Key safety options weren’t in crashed planes
As the pilots of the doomed Boeing jets in Ethiopia and Indonesia fought to control their planes, they lacked two notable safety features in their cockpits.
One reason: Boeing charged extra for them.
For Boeing and other aircraft manufacturers, the practice of charging to upgrade a standard plane can be lucrative. Top airlines around the world must pay handsomely to have the jets they order fitted with customized addons.
Sometimes these optional features involve aesthetics or comfort, such as premium seating, fancy lighting or extra bathrooms. But other features involve communication, navigation or safety systems and are more fundamental to the plane’s operations.
Many airlines, especially lowcost carriers such as Indonesia’s Lion Air, have opted not to buy them — and regulators don’t require them.
Now, in the wake of two deadly crashes involving the same jet model, Boeing will make one of those safety features standard as part of a fix to get the planes in the air again.
It is not yet known what caused the crashes of Ethiopian Airlines Flight 302 on March 10 and Lion Air Flight 610 five months earlier, both after erratic takeoffs. But investigators are looking at whether a new software system added to avoid stalls in Boeing’s 737 Max series may have been partly to blame. Faulty data from sensors on the Lion Air plane may have caused the system, known as the Maneuvering Characteristics Augmentation System, or MCAS, to malfunction, authorities investigating that crash suspect.
Federal prosecutors are investigating the development of the Boeing 737 Max, according to a person briefed on the matter. As part of that investigation, the FBI is also supporting the Transportation Department’s inspector general in its own inquiry, said another person with knowledge of the matter.
The Justice Department said it does not confirm or deny the existence of any investigations.
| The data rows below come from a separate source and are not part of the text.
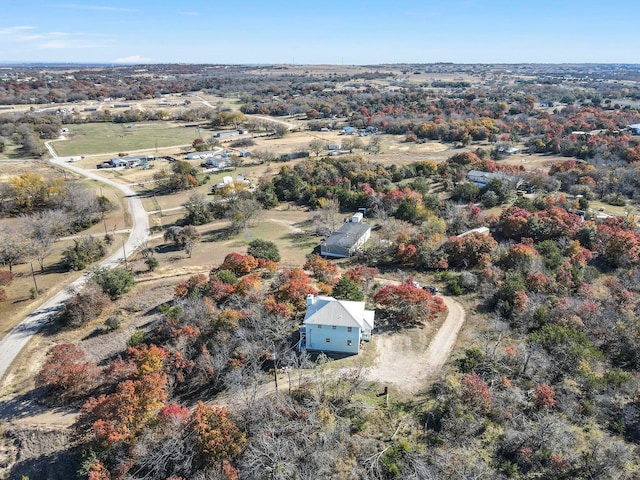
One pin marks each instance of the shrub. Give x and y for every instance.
(152, 263)
(84, 306)
(115, 282)
(5, 277)
(85, 251)
(136, 338)
(114, 322)
(259, 248)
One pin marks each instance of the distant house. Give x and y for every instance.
(201, 155)
(635, 128)
(332, 325)
(479, 231)
(481, 178)
(345, 241)
(230, 133)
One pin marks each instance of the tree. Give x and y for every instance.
(180, 236)
(280, 129)
(115, 282)
(322, 269)
(375, 144)
(328, 215)
(243, 212)
(218, 439)
(239, 264)
(85, 250)
(352, 144)
(409, 304)
(544, 396)
(347, 289)
(67, 371)
(13, 246)
(198, 211)
(43, 228)
(317, 146)
(264, 249)
(84, 306)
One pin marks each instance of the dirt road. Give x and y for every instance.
(16, 339)
(402, 359)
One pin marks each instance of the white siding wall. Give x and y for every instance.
(339, 339)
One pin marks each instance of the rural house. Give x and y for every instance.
(332, 325)
(345, 241)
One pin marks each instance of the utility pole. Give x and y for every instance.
(34, 279)
(124, 253)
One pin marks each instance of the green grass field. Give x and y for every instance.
(94, 138)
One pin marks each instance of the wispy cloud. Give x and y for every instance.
(132, 59)
(100, 8)
(22, 36)
(17, 30)
(422, 14)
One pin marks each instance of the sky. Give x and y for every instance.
(349, 32)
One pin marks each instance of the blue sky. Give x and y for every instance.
(313, 31)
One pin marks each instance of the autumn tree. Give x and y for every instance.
(239, 264)
(317, 146)
(328, 218)
(409, 304)
(322, 269)
(218, 439)
(347, 289)
(14, 247)
(292, 286)
(67, 371)
(42, 228)
(264, 249)
(85, 250)
(114, 282)
(198, 211)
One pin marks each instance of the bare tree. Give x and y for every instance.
(14, 246)
(317, 146)
(328, 215)
(43, 228)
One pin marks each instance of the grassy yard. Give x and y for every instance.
(92, 138)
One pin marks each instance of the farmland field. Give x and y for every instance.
(110, 137)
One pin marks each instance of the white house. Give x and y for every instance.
(345, 241)
(332, 325)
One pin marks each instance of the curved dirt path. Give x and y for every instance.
(402, 360)
(19, 336)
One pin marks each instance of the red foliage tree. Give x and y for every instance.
(67, 370)
(239, 264)
(322, 269)
(292, 287)
(122, 415)
(467, 251)
(544, 396)
(476, 392)
(619, 246)
(97, 471)
(218, 439)
(408, 303)
(147, 358)
(193, 285)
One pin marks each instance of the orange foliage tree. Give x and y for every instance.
(67, 370)
(322, 269)
(408, 303)
(218, 439)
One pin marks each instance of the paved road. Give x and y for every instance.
(16, 339)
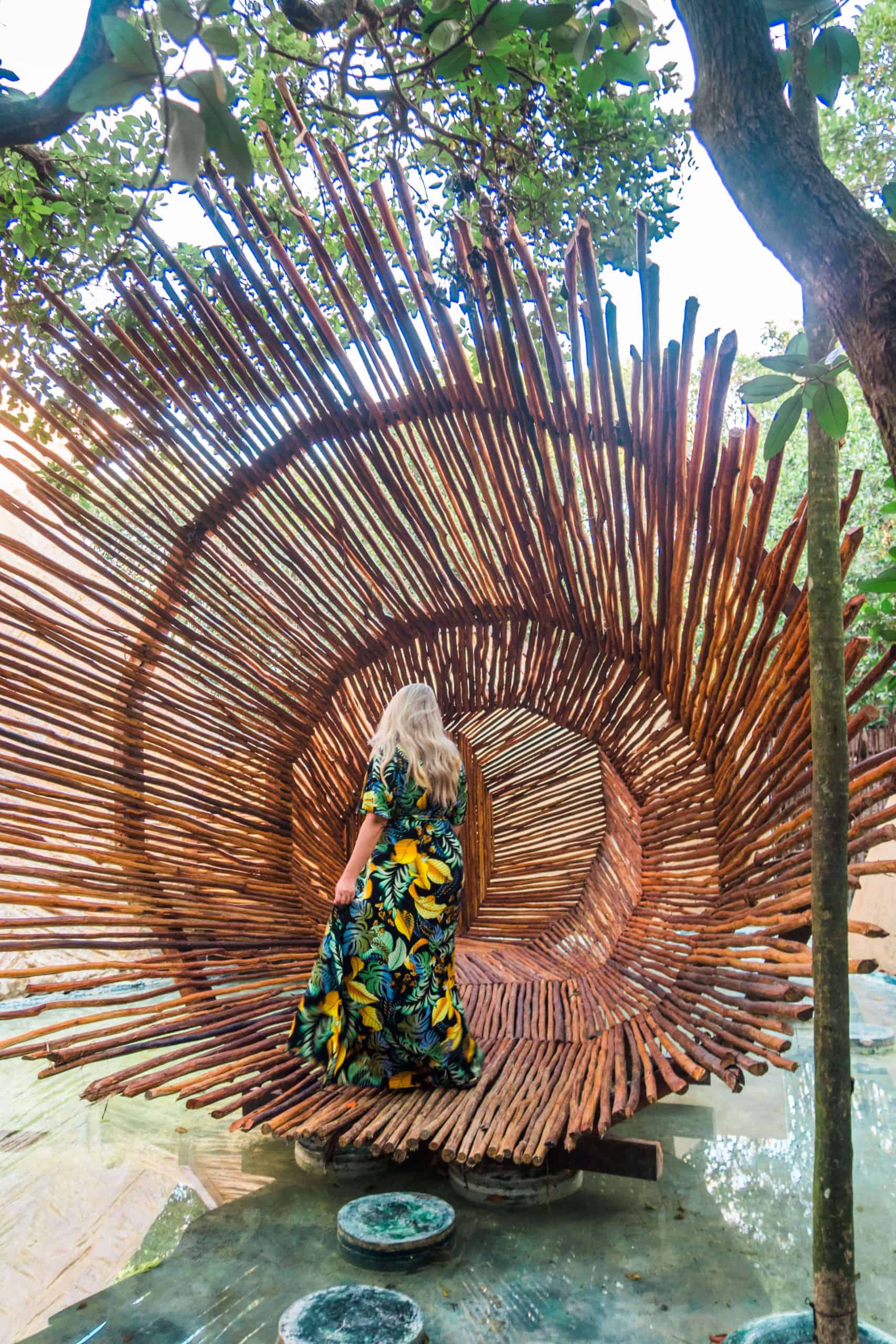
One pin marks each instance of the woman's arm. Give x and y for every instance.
(367, 841)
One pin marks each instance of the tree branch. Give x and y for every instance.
(313, 18)
(33, 120)
(832, 246)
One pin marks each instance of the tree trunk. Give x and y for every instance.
(842, 257)
(833, 1237)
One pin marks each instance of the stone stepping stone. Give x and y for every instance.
(398, 1230)
(352, 1314)
(511, 1184)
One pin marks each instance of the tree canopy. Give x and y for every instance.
(547, 109)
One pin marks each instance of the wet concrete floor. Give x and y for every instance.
(135, 1222)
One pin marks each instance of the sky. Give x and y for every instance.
(712, 253)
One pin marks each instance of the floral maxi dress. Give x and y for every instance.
(381, 1007)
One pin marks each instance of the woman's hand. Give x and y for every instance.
(344, 890)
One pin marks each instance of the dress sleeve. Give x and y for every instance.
(379, 790)
(457, 811)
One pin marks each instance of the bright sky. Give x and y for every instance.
(712, 252)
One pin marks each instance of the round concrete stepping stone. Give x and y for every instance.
(513, 1186)
(352, 1314)
(794, 1328)
(871, 1038)
(395, 1230)
(343, 1164)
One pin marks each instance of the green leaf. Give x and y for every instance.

Boeing declined to comment on the inquiry.
The jet’s software system takes readings from one of two vanelike devices called angle of attack sensors that determine how much the plane’s nose is pointing up or down relative to oncoming air. When MCAS detects that the plane is pointing up at a dangerous angle, it can automatically push down the nose of the plane in an effort to prevent it from stalling.
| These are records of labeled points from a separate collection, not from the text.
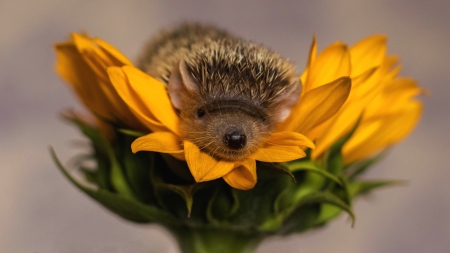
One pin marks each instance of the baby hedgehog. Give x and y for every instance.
(229, 93)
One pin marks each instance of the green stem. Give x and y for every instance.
(215, 240)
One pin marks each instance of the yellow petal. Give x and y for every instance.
(288, 139)
(73, 69)
(317, 106)
(243, 176)
(163, 142)
(97, 60)
(133, 100)
(378, 133)
(202, 166)
(114, 54)
(368, 53)
(278, 154)
(153, 97)
(311, 58)
(332, 63)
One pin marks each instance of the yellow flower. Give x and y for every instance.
(114, 90)
(151, 104)
(384, 101)
(82, 62)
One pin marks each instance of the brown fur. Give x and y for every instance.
(239, 85)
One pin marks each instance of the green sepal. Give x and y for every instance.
(333, 160)
(124, 207)
(300, 219)
(103, 147)
(308, 165)
(366, 186)
(164, 190)
(223, 204)
(256, 206)
(328, 198)
(136, 168)
(327, 213)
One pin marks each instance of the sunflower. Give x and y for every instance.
(384, 102)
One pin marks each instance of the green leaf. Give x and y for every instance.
(223, 204)
(103, 147)
(136, 168)
(328, 198)
(125, 207)
(366, 186)
(333, 161)
(312, 167)
(327, 213)
(257, 206)
(301, 219)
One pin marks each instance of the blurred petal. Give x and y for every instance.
(73, 69)
(114, 54)
(243, 176)
(311, 58)
(331, 64)
(153, 97)
(278, 154)
(368, 53)
(164, 142)
(377, 133)
(121, 83)
(202, 166)
(289, 139)
(317, 106)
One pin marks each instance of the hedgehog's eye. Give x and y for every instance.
(200, 113)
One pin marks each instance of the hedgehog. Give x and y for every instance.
(229, 93)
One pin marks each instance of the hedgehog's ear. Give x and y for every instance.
(180, 82)
(286, 101)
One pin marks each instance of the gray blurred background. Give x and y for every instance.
(40, 211)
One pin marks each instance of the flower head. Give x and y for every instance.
(384, 101)
(151, 104)
(82, 62)
(339, 85)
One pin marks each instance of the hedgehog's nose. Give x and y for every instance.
(235, 139)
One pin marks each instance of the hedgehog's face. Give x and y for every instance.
(226, 129)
Boeing’s optional safety features, in part, could have helped the pilots detect any erroneous readings. One of the optional upgrades, the angle of attack indicator, displays the readings of the two sensors. The other, called a disagree light, is activated if those sensors are at odds with one another.
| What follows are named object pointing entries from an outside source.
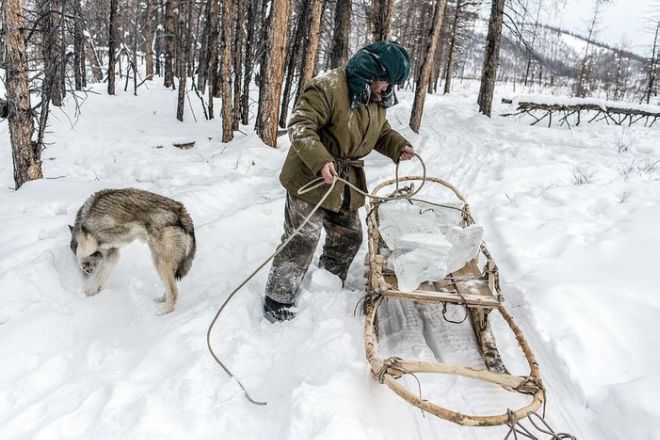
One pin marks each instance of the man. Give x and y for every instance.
(338, 119)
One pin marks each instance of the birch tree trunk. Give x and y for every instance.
(292, 56)
(249, 67)
(149, 40)
(272, 83)
(381, 19)
(427, 64)
(491, 57)
(653, 70)
(341, 35)
(452, 46)
(112, 33)
(169, 43)
(78, 41)
(26, 155)
(237, 51)
(227, 117)
(185, 30)
(310, 51)
(210, 66)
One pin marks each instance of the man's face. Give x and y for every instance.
(377, 88)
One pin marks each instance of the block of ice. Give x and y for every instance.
(425, 241)
(435, 242)
(400, 217)
(414, 267)
(450, 214)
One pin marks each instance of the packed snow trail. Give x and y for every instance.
(575, 261)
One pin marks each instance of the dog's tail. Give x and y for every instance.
(185, 223)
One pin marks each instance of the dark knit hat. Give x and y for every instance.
(380, 61)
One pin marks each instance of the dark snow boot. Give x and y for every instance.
(275, 311)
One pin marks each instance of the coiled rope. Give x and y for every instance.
(312, 185)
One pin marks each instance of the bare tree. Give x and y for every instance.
(149, 39)
(341, 35)
(426, 66)
(237, 50)
(491, 57)
(51, 14)
(249, 58)
(310, 50)
(112, 35)
(381, 19)
(653, 66)
(169, 43)
(292, 57)
(585, 70)
(78, 47)
(26, 154)
(227, 117)
(271, 84)
(185, 30)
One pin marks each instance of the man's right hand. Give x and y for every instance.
(329, 173)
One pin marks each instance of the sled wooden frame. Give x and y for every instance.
(488, 297)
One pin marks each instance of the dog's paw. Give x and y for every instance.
(92, 289)
(167, 308)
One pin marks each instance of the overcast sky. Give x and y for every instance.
(618, 18)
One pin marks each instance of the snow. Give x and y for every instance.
(568, 101)
(425, 242)
(577, 268)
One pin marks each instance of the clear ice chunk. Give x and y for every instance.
(465, 243)
(425, 241)
(414, 267)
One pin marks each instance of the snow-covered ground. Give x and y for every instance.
(570, 216)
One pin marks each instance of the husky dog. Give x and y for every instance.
(112, 218)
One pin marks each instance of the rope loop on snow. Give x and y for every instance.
(312, 185)
(393, 366)
(538, 423)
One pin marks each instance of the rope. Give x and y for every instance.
(312, 185)
(465, 305)
(540, 425)
(393, 366)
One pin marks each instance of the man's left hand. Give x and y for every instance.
(407, 153)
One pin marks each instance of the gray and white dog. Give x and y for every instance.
(112, 218)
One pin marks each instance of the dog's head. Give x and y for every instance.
(85, 248)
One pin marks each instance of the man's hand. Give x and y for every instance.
(407, 153)
(328, 172)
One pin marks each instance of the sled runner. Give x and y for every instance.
(476, 287)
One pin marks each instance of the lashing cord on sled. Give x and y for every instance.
(538, 423)
(399, 193)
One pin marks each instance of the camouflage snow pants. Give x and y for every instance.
(343, 238)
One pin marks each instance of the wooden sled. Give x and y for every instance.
(479, 291)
Boeing will soon update the MCAS software and make the disagree light standard on all new 737 Max planes, according to a person familiar with the changes who spoke on condition of anonymity because they have not been made public. Boeing started moving on the software fix and the equipment change before the crash in Ethiopia.
The angle of attack indicator will remain an option that airlines can buy. Neither feature was mandated by the Federal Aviation Administration. All 737 Max jets have been grounded.
“They’re critical, and cost almost nothing for the airlines to install,” said Bjorn Fehrm, an analyst at aviation consultancy Leeham. “Boeing charges for them because it can. But they’re vital for safety.”
This week, Boeing CEO Dennis Muilenburg said the company was working to make the 737 Max safer.
“As part of our standard practice following any accident, we examine our aircraft design and operation, and when appropriate, institute product updates to further improve safety,” he said in a statement.